Sunday, 15 November 2015

Jeremy Corbyn: A Generational Opportunity? | Real Media - The News You Don't See #onn #olsx #campaigner #activist #Corbyn #momentum #movement #change #climate #peace #social #justice #directaction #democracy #peoplepower

Jeremy Corbyn: A Generational Opportunity? | Real Media - The News You Don't See

Progressive change is about more than just one man; it requires the strength of a collective mass movement. But Jeremy Corbyn’s success could represent a victory for principle, democracy and humanity, writes Sequoyah De Souza Vigneswaren
“The hope of change and bringing big ideas in is now back at the centre of politics: ending austerity, tackling inequality, working for peace and social justice at home and abroad.”
It is the 21st century, and although it seems impossible to believe, those are the words of the leader of the Official Opposition in Britain. A self-proclaimed democratic socialist, whose first act as leader was to attend a rally in support of refugees.
It has been an astonishing few months.
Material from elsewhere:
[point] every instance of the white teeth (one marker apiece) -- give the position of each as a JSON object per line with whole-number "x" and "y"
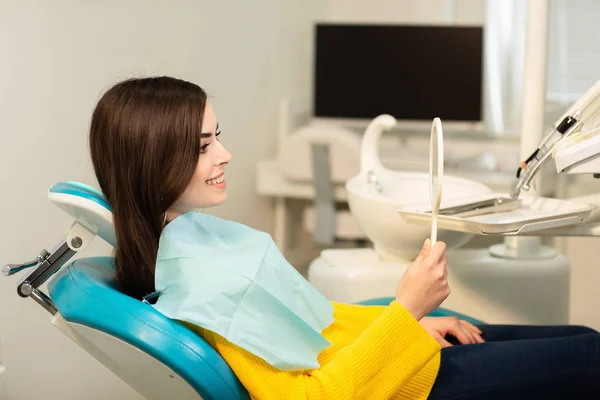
{"x": 215, "y": 181}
Despite a frenetically hostile response from the establishment and corporate media, we have seen a relatively unknown activist MP propelled into the position of Labour leader, on the back of a wave of popular support. 
It is testament to both the campaign and people’s passion, that in the age of consumerist, celebrity-obsessed, money-orientated individualism, there were people who literally climbed through windows just to attend packed political rallies. This has once again shown that people care about human dignity, moral principle and political participation. Hundreds of thousands of people have been enthused and galvanized by Corbyn, and he has embodied a sense of hope that people can challenge the iniquities of the status-quo.  
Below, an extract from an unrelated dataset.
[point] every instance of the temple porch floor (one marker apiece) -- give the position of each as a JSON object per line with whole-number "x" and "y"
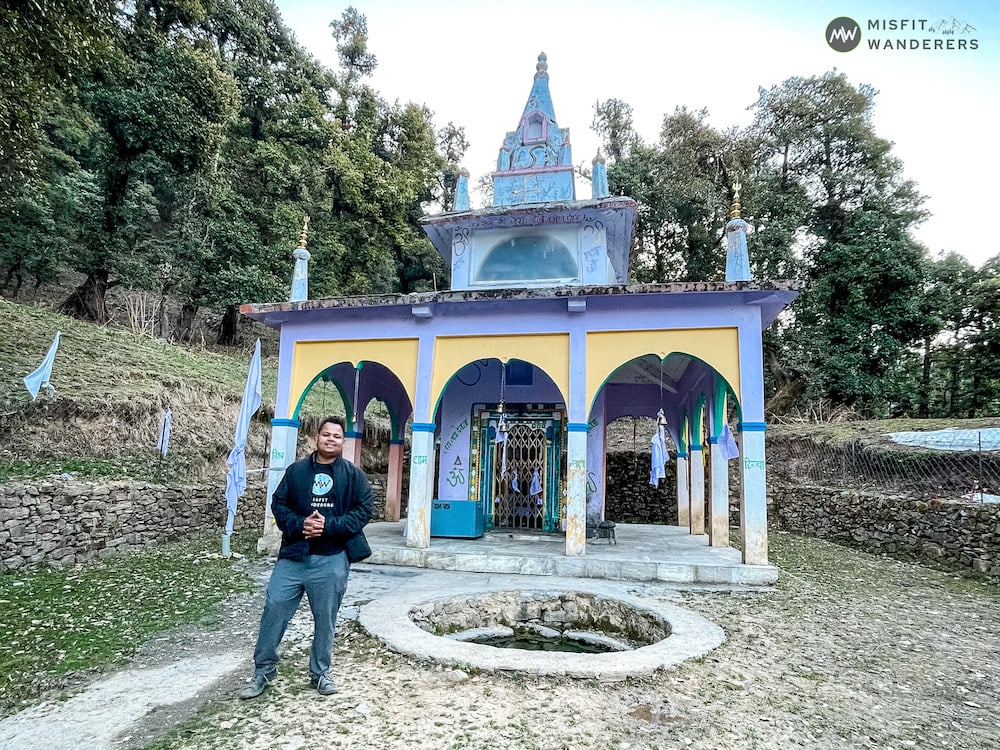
{"x": 644, "y": 552}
It is uncharted territory and the obstacles are manyfold. Corbyn supporters must keep their critical faculties sharp. They must inoculate themselves against the twin dangers of being politically attacked from the Right, and becoming blindly and uncritically supportive of Corbyn and Labour. But it is nice, and frankly refreshing, to be able to smile and have some sense of collective hope. 
This does not mean surrendering to utopian expectation. But it does mean real and material possibility. 
We are presented with a beautiful opportunity to change the political climate and create a major progressive mass movement. That is worth our efforts.